Пусть моя мать сгорает от стыда, слушая, как придворные шепчутся о недуге принцессы. Пусть боится за мою жизнь. Пусть вспомнит о судьбе моей бабушки. Пусть ее повсюду преследует призрак собственной матери, отрешенно бродившей по замку Аревало. Я знаю, что эти воспоминания причиняют королеве адские муки, но мне нисколько ее не жаль: чувство, которое я к ней испытываю, с каждым днем все больше походит на ненависть. Стоит мне заслышать на лестнице ее шаги и голоса ее свиты, и кровь начинает бурлить в моих жилах, словно кипяток. Когда мы остаемся наедине, я с наслаждением принимаюсь ее мучить. Я, которая в детстве благоговела перед ней. Порой, когда мать берет меня за руки и пытается заглянуть мне в глаза, я просто молчу.

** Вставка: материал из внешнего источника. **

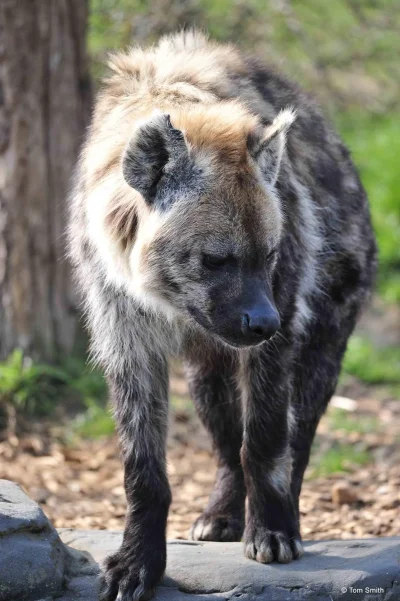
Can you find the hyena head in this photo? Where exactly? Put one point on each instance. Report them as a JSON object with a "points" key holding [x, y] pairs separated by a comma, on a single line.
{"points": [[206, 249]]}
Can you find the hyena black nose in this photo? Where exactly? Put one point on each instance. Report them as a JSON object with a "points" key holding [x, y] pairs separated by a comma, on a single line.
{"points": [[260, 324]]}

Играю на невидимых клавикордах, пока она не уходит, раздраженная собственным бессилием. Иногда я принимаюсь плакать или говорю о детях:

— Матушка, неужели ты не тоскуешь о покойной Изабелле и о Хуане? Не вспоминаешь, как качала их на руках, когда они были совсем крошками? Не слышишь их смех и радостные крики? Не воображаешь, что они воскресли и снова стали маленькими? Вот я все время думаю, каково моим деткам там, в Брюсселе. Они, наверное, думают, что мать их бросила. Как ты можешь так поступать со мной, ты, которая пережила так много? Или мы ничего для тебя не значим? Должно быть, ты никогда нас не любила, если не понимаешь, отчего я так скучаю по детям.

Иногда я пытаюсь пробудить в ней ревность:

— Помнишь, матушка, как ты страдала, когда узнала, что у отца есть дети от другой женщины? Ты представляла, как его руки, ласкавшие тебя по ночам, тянутся к ней? Тебе тоже казалось, что твое сердце рвут зубами? Филипп молод, он не выдержит без женской ласки. Запретная страсть кружит голову, и как знать, вдруг поцелуи другой покажутся ему слаще моих? Ты, и только ты будешь виновата в моем горе! Неужели у тебя каменное сердце? Я не желаю быть королевой, если для этого придется оглохнуть, ослепнуть и зачерстветь.